The annual Global Fashion Summit in Copenhagen aims to drive meaningful action throughout the fashion supply chain, bringing together industry insiders to discuss the future of sustainable fashion. Widely recognised as one of the greenest cities globally, the Danish capital has become a pioneer in sustainable fashion, with Copenhagen Fashion Week enforcing strict sustainability requirements such as 50 per cent recycled or upcycled materials in collections and zero-waste show designs.
Shared accountability for a greener future
During the summit, it became clear that the future of sustainable fashion relies on shared accountability between consumers and CEOs. Sustainability is no longer a side initiative but is becoming embedded into how fashion designs, manufactures, sells, and defines value. The summit aims to foster collaboration toward a net-positive future while combatting greenwashing across the industry.

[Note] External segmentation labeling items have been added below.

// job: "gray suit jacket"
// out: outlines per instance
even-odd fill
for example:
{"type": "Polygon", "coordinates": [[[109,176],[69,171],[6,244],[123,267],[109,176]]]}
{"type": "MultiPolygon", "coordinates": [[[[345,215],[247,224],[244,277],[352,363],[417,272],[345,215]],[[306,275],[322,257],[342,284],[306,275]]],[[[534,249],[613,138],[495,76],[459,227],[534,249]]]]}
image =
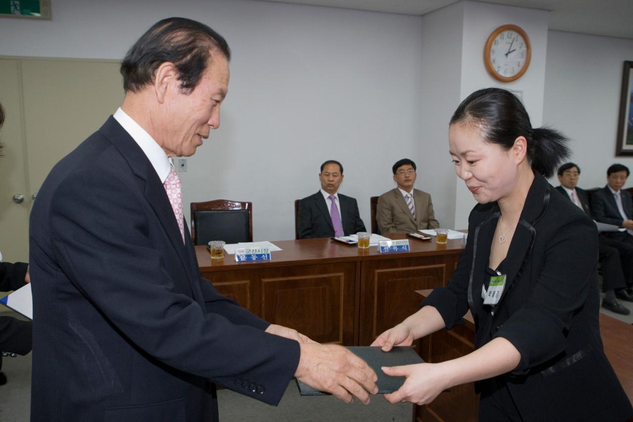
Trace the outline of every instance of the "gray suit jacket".
{"type": "Polygon", "coordinates": [[[413,189],[416,219],[409,210],[404,198],[398,188],[385,192],[378,198],[376,222],[382,234],[408,233],[418,229],[436,229],[439,222],[436,220],[431,196],[417,189],[413,189]]]}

Directors from Pandora, LVMH, and Kering joined voices from labour rights, academia, and charity work to discuss this year's theme, 'Building Resilient Futures'.

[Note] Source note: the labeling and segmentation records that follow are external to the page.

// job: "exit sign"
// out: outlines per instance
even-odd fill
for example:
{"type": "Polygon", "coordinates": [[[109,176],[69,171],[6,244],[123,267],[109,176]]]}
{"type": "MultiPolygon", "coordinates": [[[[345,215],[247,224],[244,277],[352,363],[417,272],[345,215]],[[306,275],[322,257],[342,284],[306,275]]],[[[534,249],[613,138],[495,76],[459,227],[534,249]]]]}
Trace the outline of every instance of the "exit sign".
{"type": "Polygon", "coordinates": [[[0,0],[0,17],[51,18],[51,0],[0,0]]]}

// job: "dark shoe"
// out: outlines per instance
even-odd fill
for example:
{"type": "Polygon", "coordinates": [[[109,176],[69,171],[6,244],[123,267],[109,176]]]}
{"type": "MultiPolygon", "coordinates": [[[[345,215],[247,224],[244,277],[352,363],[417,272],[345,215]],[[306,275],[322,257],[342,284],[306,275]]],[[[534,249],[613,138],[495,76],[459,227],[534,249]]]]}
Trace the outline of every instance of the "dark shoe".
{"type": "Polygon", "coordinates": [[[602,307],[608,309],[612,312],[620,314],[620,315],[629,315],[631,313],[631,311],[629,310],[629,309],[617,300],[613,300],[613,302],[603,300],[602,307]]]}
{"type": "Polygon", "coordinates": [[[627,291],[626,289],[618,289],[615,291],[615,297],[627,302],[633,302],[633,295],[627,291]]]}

The complexity of progress
Fashion remains one of the world's most polluting industries, responsible for an estimated 8–10 per cent of global carbon emissions. Its footprint stretches across the entire lifecycle of a garment, from raw materials to post-consumer waste. Fragmented supply chains, complex fibre blends, and relentless overconsumption make meaningful reform difficult. At the summit, it became evident that progress is complicated: AI can improve efficiency but risks displacing workers, and textile recycling can reduce waste but consumes huge amounts of water and energy.
AI as a tool for good
Artificial intelligence dominated discussions as a tool reshaping supply chains. Brands are using AI to predict risks, identify defects, optimise production, and improve recycling systems. Synflux showcased circular knitting and dyeing processes, while AI-powered sorting systems from companies like Matoha help identify fabric compositions for more efficient recycling. However, labour implications were impossible to ignore, as automation accelerates and questions around workforce displacement become urgent.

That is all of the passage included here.